Tobacco use decreases the absorption of many vitamins and minerals, including vitamin B6, vitamin C, folic acid, and niacin. However, vitamin and mineral supplements will not make up for the major health risks caused by smoking. Excessive, long term alcohol use impairs the digestion and absorption of vitamins B1 and B6 and also vitamins A, D, and B12.
Metabolism disturbances also affect the absorption of minerals such as zinc, selenium, magnesium, and phosphorus. If we drink excessively we may substitute alcohol for food, resulting in a diet lacking in essential nutrients. Alcohol use may cause many birth defects, the most serious being fetal alcohol syndrome. At this point we do not know exactly how much alcohol it takes to cause alcohol-related birth defects. It is best not to drink any alcohol during pregnancy.

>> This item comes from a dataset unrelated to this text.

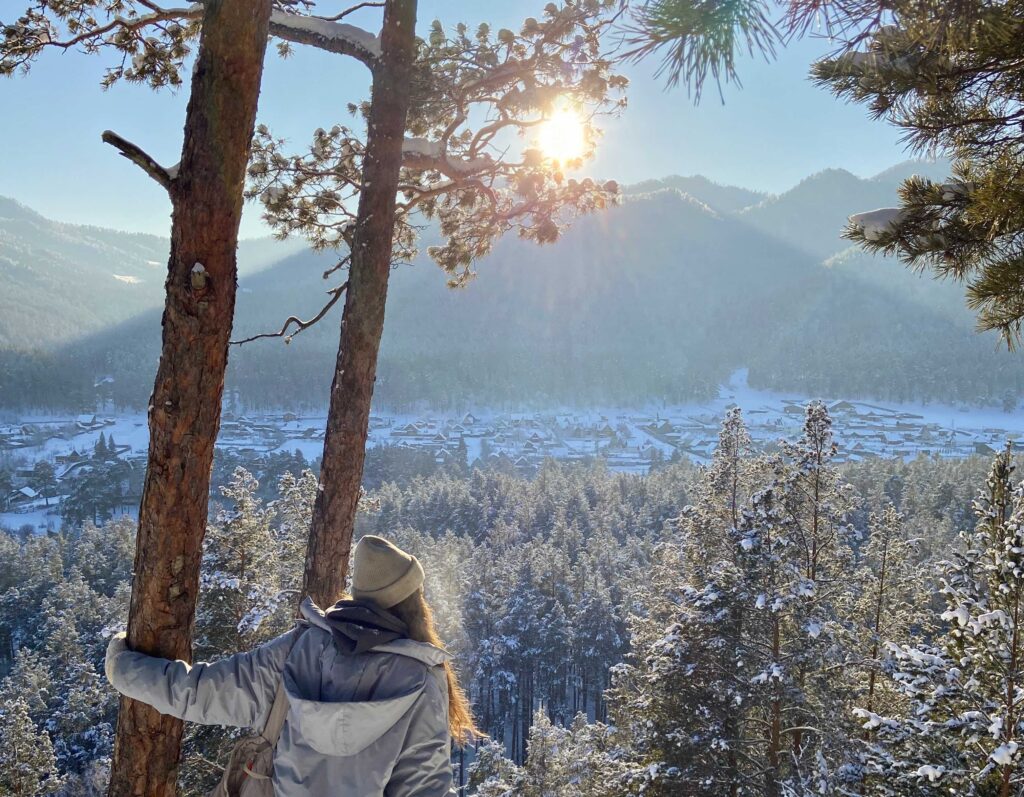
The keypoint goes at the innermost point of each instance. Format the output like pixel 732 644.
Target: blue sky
pixel 768 135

More than one drink on a daily basis—for women or anyone age sixty-five or older, and more than two drinks a day for men is considered excessive.
For women who become pregnant, there is a need for more calcium, folic acid, and iron. Folic acid helps prevent neural tube defects, such as spina bifida in the baby. Iron prevents fatigue by helping the formation of new red blood cells, which also increases the oxygen delivery to the baby through the placenta.
If during pregnancy the diet has limited variety because of food allergies or intolerance to certain foods, a vitamin-mineral supplement is indicated. Vegetarians who eliminate all animal products from their diet may need additional group B vitamins, particularly B6, B12, and Folic Acid. If the diet does not include dairy products and there is little or no sun exposure, supplements with calcium and vitamin D are a must.
Vitamins and minerals supplements are also indicated after surgery of the digestive tract and when treating diseases of the liver, gallbladder, intestine, or pancreas. The use of antacids, certain antibiotics, laxatives, diuretics, and other medications also interfere with the absorption of many nutrients.